“Molecular Archeology” Study of Over 7,000 Genes in 100 Species Generates New Phylogenetic Tree for Jawed Vertebrates

Using the largest and most informative molecular phylogenetic dataset ever analyzed, evolutionary biologists were able to construct a new phylogenetic tree of jawed vertebrates. This new tree resolves several key relationships that have remained controversial, including the identification of lungfishes as the closest living relatives of land vertebrates. The evolution of jawed vertebrates is part of our own history because humans belong to the tetrapods more specifically we are mammals, or, even more specifically, primates.
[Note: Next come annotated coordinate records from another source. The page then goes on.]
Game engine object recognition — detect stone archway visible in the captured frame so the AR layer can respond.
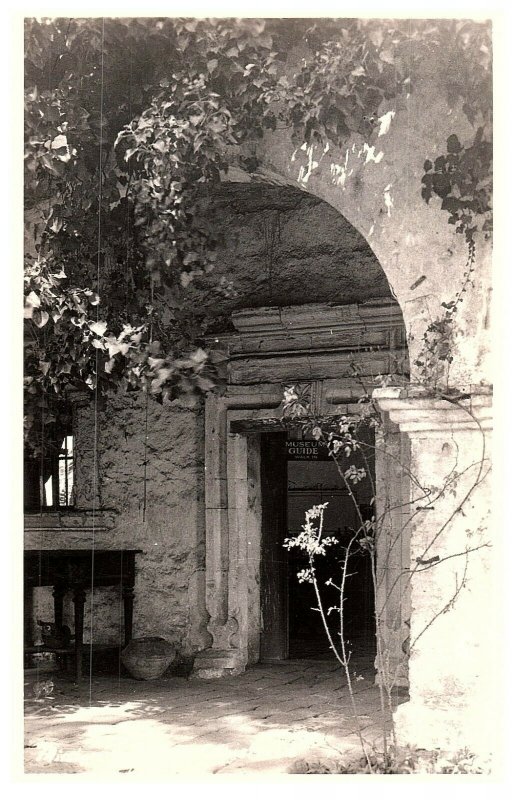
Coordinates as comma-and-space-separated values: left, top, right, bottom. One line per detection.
194, 299, 410, 686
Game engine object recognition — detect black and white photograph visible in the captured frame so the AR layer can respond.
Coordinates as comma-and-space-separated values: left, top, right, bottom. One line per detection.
9, 4, 510, 794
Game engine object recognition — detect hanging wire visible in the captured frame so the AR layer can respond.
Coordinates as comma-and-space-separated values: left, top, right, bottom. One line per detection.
117, 39, 133, 688
89, 17, 104, 705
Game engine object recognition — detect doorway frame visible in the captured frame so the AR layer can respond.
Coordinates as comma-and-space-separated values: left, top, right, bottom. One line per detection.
193, 301, 410, 685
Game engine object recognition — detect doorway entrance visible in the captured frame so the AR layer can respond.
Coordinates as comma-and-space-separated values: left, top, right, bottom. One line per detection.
260, 431, 376, 666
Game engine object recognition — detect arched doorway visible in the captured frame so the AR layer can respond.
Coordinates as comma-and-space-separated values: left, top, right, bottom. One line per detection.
195, 184, 408, 688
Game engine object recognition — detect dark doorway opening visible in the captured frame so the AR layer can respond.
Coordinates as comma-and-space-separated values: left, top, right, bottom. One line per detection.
260, 431, 376, 667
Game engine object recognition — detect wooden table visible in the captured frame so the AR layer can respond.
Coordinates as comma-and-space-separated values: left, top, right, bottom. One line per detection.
24, 550, 142, 682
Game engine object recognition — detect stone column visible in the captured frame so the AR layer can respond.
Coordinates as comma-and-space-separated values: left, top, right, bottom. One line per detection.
375, 387, 495, 753
375, 414, 410, 690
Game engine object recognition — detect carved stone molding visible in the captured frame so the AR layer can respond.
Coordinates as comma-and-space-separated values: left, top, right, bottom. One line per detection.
373, 387, 493, 438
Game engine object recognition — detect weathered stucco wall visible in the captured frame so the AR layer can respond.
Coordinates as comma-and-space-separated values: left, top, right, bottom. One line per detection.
27, 395, 209, 657
233, 47, 492, 388
26, 202, 398, 658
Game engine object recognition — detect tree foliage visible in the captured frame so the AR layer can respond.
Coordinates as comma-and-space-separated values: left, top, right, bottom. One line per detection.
25, 18, 487, 444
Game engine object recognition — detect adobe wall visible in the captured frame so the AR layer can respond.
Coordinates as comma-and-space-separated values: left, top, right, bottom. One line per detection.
25, 194, 389, 658
243, 43, 492, 388
26, 395, 208, 657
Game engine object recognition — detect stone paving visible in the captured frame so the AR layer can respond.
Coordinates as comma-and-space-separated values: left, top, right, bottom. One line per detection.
24, 660, 405, 780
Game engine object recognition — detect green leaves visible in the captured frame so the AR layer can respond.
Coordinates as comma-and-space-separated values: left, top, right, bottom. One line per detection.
421, 127, 493, 245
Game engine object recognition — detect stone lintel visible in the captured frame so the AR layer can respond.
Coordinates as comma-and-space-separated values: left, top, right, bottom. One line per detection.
231, 298, 403, 336
192, 649, 246, 680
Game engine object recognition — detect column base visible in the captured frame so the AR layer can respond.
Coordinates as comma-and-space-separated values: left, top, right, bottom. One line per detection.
191, 650, 247, 680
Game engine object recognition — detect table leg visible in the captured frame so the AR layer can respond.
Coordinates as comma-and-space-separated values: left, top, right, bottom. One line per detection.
73, 586, 86, 683
52, 583, 66, 630
122, 586, 134, 645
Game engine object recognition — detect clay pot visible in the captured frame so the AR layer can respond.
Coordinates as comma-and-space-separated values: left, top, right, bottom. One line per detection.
121, 636, 176, 681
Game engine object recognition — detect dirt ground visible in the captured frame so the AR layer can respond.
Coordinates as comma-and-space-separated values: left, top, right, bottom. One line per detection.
24, 661, 400, 781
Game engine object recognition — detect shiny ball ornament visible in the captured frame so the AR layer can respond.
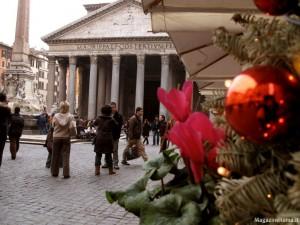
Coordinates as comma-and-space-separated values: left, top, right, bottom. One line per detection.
254, 0, 298, 16
292, 54, 300, 76
225, 66, 300, 143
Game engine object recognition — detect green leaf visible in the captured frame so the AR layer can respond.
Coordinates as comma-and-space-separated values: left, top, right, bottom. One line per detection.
171, 185, 202, 203
106, 173, 152, 216
140, 194, 201, 225
144, 149, 180, 180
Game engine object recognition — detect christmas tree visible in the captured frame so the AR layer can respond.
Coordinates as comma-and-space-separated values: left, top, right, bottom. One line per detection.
107, 0, 300, 225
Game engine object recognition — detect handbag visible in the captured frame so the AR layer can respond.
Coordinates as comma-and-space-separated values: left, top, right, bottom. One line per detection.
69, 120, 77, 137
125, 145, 140, 160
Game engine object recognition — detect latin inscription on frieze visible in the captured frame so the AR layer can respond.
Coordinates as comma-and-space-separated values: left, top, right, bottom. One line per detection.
77, 43, 174, 51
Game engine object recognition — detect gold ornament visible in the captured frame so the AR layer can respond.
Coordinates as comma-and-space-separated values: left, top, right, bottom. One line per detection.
292, 54, 300, 76
217, 166, 230, 177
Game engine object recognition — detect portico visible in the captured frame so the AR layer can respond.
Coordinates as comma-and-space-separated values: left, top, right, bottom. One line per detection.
43, 0, 186, 119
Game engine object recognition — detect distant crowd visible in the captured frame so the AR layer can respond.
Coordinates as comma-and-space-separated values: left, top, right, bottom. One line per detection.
0, 93, 174, 178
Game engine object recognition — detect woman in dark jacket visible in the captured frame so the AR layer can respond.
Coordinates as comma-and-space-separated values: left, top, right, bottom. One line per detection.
94, 105, 117, 176
143, 119, 151, 145
0, 93, 11, 167
8, 107, 24, 160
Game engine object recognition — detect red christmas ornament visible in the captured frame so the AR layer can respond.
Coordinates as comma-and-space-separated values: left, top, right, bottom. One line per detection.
254, 0, 298, 16
225, 66, 300, 143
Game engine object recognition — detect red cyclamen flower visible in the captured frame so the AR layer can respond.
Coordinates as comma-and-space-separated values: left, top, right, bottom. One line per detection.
168, 112, 224, 183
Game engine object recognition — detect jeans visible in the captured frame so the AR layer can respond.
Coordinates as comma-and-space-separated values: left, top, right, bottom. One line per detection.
113, 139, 119, 166
0, 140, 5, 167
123, 139, 148, 162
153, 131, 159, 145
51, 138, 71, 177
95, 152, 113, 168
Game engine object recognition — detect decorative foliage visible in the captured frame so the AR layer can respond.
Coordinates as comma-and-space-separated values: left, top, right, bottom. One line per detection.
216, 171, 286, 224
217, 140, 266, 176
106, 149, 217, 225
213, 14, 300, 71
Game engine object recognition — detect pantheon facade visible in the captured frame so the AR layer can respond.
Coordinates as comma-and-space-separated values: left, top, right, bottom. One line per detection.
42, 0, 186, 120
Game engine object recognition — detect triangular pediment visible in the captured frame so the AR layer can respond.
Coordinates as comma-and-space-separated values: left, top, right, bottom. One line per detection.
43, 0, 168, 42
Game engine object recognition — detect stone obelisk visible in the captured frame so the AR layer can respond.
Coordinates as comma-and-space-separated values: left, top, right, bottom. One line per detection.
5, 0, 40, 113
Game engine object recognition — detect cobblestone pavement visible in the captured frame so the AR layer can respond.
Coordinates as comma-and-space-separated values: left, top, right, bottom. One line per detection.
0, 140, 162, 225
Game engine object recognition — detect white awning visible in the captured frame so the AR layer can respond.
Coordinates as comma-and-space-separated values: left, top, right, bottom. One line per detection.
142, 0, 258, 88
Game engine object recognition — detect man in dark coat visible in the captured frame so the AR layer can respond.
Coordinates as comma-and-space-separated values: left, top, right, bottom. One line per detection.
0, 93, 11, 167
159, 115, 167, 151
102, 102, 123, 170
94, 105, 116, 176
121, 107, 148, 165
151, 116, 159, 145
8, 107, 24, 160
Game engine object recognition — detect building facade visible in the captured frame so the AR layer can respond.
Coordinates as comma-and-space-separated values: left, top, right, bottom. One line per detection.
29, 48, 58, 105
42, 0, 186, 119
0, 42, 12, 92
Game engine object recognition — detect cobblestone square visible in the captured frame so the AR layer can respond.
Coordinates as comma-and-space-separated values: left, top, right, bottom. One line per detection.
0, 140, 159, 225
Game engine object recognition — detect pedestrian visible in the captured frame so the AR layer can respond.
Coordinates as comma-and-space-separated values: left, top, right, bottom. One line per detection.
143, 119, 151, 145
158, 115, 167, 151
37, 111, 48, 134
123, 119, 129, 141
44, 113, 63, 168
0, 93, 11, 167
8, 107, 24, 160
121, 107, 148, 165
51, 101, 76, 178
94, 105, 117, 176
151, 116, 159, 145
102, 102, 123, 170
160, 118, 175, 152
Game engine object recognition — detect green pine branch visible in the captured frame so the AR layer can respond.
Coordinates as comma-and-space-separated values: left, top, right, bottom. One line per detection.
213, 14, 300, 71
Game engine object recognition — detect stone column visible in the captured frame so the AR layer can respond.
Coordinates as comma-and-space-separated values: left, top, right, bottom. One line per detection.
77, 65, 84, 117
97, 57, 106, 115
47, 56, 55, 112
159, 55, 170, 116
110, 55, 121, 105
135, 55, 145, 108
88, 55, 98, 120
68, 56, 77, 114
58, 60, 67, 102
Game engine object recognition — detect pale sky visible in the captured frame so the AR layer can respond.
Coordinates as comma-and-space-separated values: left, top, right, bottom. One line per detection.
0, 0, 115, 49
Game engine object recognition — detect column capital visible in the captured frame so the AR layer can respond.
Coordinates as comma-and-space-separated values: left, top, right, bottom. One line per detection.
136, 55, 145, 64
69, 56, 77, 65
98, 55, 105, 63
161, 55, 170, 65
57, 58, 68, 66
90, 55, 98, 64
112, 55, 121, 65
47, 56, 56, 64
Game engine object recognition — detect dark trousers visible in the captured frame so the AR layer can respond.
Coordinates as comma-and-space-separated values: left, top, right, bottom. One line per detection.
153, 131, 159, 145
0, 140, 5, 167
9, 137, 20, 159
95, 152, 112, 168
51, 138, 71, 177
46, 151, 63, 168
143, 136, 149, 145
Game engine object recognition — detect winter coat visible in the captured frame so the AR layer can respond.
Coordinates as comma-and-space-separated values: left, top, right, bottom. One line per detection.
94, 115, 117, 154
52, 113, 74, 139
8, 113, 24, 139
0, 102, 11, 141
143, 123, 151, 137
128, 115, 142, 140
44, 127, 54, 152
113, 112, 123, 140
159, 120, 167, 137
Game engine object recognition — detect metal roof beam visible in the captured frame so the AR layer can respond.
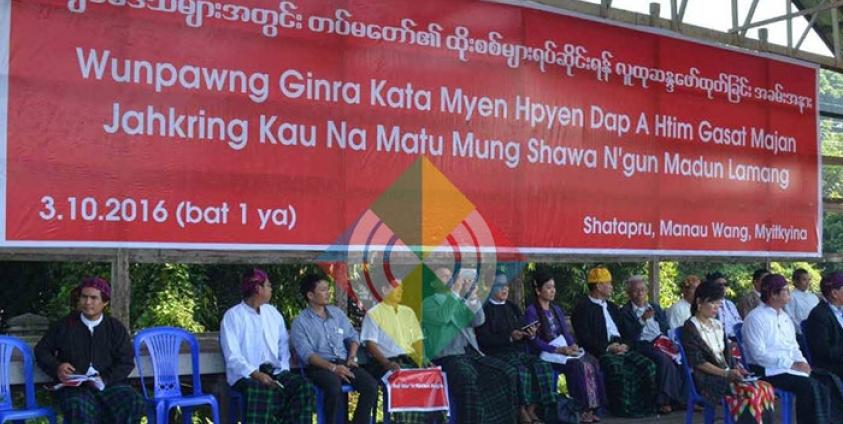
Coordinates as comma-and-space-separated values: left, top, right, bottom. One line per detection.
729, 0, 843, 36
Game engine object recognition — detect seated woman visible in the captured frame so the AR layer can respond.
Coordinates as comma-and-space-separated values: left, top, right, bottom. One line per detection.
524, 273, 606, 423
682, 281, 775, 424
476, 274, 556, 423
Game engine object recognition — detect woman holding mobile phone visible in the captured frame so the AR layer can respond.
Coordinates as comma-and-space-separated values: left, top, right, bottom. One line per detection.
524, 272, 606, 423
475, 274, 557, 424
682, 281, 775, 424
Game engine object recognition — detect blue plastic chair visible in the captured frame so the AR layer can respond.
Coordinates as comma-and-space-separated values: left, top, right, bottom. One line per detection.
734, 323, 794, 424
671, 327, 734, 424
134, 327, 220, 424
0, 336, 56, 424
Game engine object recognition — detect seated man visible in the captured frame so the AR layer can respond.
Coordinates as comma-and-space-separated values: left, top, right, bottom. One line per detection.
422, 268, 518, 424
360, 280, 441, 424
738, 268, 770, 319
290, 275, 378, 424
743, 274, 830, 424
666, 275, 700, 330
571, 267, 656, 417
35, 277, 146, 424
620, 275, 682, 413
784, 268, 820, 334
705, 272, 743, 340
220, 269, 314, 424
805, 272, 843, 378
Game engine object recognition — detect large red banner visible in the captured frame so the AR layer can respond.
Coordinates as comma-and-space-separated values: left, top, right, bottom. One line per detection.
0, 0, 821, 256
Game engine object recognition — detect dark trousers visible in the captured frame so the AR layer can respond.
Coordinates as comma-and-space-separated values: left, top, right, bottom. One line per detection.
762, 374, 820, 424
305, 367, 378, 424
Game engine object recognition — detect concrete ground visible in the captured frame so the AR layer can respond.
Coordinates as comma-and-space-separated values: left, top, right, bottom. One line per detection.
600, 401, 784, 424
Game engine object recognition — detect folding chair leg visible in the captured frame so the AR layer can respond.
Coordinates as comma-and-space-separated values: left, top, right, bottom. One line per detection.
181, 406, 193, 424
685, 399, 694, 424
703, 405, 717, 424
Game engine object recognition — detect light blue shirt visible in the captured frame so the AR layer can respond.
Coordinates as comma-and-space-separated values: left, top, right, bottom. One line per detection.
290, 305, 360, 364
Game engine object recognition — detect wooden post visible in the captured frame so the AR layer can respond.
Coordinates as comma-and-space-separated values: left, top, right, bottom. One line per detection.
649, 256, 661, 304
111, 249, 132, 331
650, 3, 662, 26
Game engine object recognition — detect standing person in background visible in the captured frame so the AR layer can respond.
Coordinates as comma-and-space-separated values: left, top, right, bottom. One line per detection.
738, 268, 770, 319
666, 275, 700, 330
805, 272, 843, 378
621, 275, 682, 414
475, 274, 556, 424
34, 277, 146, 424
784, 268, 820, 334
220, 268, 314, 424
290, 275, 378, 424
422, 267, 518, 424
571, 267, 656, 417
524, 272, 606, 423
705, 271, 743, 340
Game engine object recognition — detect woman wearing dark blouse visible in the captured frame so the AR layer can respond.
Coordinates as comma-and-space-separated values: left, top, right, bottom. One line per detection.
682, 281, 775, 424
475, 274, 556, 424
524, 273, 606, 423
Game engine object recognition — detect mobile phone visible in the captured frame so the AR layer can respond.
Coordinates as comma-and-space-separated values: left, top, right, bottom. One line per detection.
521, 320, 539, 331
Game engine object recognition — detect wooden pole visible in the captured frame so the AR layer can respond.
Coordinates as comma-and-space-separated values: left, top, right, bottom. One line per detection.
111, 249, 132, 331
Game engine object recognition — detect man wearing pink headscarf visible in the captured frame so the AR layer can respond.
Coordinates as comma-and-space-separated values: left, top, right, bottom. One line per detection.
220, 268, 314, 424
35, 277, 145, 424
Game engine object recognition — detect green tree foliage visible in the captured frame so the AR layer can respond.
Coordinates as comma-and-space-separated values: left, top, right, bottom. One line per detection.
137, 264, 205, 332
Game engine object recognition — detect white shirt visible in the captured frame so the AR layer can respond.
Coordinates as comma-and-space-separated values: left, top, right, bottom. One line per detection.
632, 303, 662, 342
588, 296, 621, 340
220, 302, 290, 386
691, 317, 726, 364
717, 299, 748, 338
665, 297, 691, 330
784, 289, 820, 334
79, 313, 105, 375
743, 303, 808, 376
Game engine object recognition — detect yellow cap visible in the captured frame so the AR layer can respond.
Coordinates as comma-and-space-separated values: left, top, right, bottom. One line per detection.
588, 267, 612, 284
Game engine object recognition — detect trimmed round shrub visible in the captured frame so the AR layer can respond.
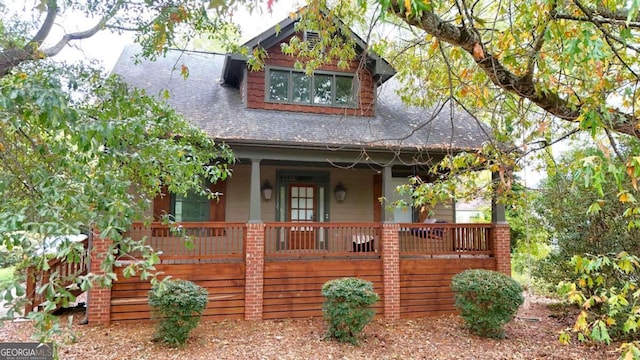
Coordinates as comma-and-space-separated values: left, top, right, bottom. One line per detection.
451, 269, 524, 339
322, 277, 379, 344
149, 280, 209, 346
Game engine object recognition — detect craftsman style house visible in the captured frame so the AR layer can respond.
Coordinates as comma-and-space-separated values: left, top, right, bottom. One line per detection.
81, 12, 510, 323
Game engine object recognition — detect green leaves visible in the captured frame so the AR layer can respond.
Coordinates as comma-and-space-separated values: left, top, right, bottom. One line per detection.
149, 279, 209, 346
0, 62, 233, 346
559, 252, 640, 352
451, 269, 524, 338
322, 277, 379, 344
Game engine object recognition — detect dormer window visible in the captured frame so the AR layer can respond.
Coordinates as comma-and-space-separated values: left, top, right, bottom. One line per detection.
266, 68, 358, 108
304, 30, 320, 49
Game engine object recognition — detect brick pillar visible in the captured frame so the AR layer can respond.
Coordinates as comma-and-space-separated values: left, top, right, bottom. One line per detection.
380, 223, 400, 319
244, 223, 264, 320
87, 232, 113, 326
493, 223, 511, 276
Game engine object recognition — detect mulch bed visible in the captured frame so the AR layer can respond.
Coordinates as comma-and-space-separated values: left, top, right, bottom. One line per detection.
0, 297, 619, 360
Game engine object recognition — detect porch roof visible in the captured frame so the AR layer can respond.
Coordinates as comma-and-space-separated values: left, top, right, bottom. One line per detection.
113, 46, 490, 152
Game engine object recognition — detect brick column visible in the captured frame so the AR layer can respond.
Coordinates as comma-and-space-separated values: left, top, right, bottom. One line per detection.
380, 223, 400, 319
87, 232, 113, 326
493, 223, 511, 276
244, 223, 264, 320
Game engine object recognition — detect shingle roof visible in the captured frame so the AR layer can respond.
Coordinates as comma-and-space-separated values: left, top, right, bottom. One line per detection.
113, 46, 489, 151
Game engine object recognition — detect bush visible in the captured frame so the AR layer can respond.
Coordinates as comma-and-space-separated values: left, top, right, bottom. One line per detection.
322, 278, 379, 344
149, 280, 209, 346
451, 269, 524, 338
559, 252, 640, 358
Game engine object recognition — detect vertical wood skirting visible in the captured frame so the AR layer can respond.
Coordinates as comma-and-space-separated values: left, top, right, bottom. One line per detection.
87, 232, 113, 326
492, 223, 511, 276
381, 223, 400, 319
244, 223, 265, 320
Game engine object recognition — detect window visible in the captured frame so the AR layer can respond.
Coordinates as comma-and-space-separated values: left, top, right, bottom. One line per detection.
172, 191, 210, 222
266, 69, 357, 107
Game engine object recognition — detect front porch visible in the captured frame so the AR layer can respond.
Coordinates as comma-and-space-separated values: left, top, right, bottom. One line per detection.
89, 222, 510, 323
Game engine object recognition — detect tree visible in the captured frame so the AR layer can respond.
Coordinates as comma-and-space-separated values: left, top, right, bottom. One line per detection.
532, 147, 640, 286
0, 0, 246, 341
287, 0, 640, 226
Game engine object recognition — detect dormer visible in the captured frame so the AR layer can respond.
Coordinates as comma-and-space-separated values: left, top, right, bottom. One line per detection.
222, 9, 395, 116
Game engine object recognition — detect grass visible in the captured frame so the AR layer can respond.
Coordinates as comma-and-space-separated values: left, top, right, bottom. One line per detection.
0, 266, 16, 290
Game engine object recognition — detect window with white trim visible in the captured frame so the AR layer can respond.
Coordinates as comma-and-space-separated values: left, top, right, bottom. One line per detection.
266, 68, 358, 108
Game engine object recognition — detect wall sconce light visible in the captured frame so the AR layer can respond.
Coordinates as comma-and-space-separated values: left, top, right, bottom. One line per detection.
260, 180, 273, 201
333, 181, 347, 202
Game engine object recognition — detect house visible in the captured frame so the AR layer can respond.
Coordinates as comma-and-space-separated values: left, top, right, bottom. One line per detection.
82, 11, 510, 323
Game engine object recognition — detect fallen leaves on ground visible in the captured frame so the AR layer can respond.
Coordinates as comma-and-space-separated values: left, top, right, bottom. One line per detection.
0, 297, 619, 360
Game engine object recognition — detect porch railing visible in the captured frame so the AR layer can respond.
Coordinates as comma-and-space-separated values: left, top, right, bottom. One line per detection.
126, 222, 246, 263
399, 223, 494, 256
265, 222, 382, 259
24, 239, 89, 316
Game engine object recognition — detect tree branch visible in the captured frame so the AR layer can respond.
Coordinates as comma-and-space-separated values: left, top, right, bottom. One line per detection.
389, 0, 640, 138
24, 0, 58, 52
42, 1, 122, 56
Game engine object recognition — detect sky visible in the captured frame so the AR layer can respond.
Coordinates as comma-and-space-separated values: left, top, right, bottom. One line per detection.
37, 1, 299, 70
12, 0, 556, 188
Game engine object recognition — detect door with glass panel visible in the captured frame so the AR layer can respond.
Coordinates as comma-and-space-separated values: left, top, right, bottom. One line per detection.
289, 184, 318, 250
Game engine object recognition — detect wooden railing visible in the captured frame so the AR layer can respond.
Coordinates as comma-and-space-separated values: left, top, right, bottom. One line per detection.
24, 239, 88, 316
125, 222, 246, 263
399, 223, 493, 256
265, 222, 381, 259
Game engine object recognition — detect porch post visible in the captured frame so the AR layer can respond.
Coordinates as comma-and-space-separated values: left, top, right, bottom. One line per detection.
491, 172, 511, 276
244, 222, 265, 320
382, 165, 394, 223
249, 159, 262, 223
87, 230, 113, 326
381, 223, 400, 319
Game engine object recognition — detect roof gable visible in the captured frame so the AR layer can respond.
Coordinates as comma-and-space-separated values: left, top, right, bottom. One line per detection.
222, 8, 396, 85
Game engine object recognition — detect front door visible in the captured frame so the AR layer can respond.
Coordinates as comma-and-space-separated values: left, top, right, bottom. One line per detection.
289, 184, 318, 250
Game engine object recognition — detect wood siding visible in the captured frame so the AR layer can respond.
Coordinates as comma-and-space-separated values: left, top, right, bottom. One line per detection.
246, 34, 375, 116
263, 260, 384, 319
111, 262, 245, 321
400, 258, 496, 317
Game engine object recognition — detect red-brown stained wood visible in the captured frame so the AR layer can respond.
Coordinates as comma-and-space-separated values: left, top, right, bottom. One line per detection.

The study utilized a novel set of newly developed analyses for building and reconstructing, large-scale genomic datasets. In the future, this method might also be used to reconstruct the evolutionary relationships among other enigmatic groups of organisms that await resolution. The research was done as part of a large collaborative work among several laboratories, with evolutionary biologists Dr. Iker Irisarri and Professor Axel Meyer from the University of Konstanz (Germany) among the principal investigators. Their research results were published online in Nature Ecology & Evolution on July 24, 2017. The article is titled “Phylotranscriptomic Consolidation of the Jawed Vertebrate Timetree.” Fishes, amphibians, mammals, snakes, turtles, lizards, crocodiles, and birds are all groups of animals that include thousands of species and are morphologically very different from each other.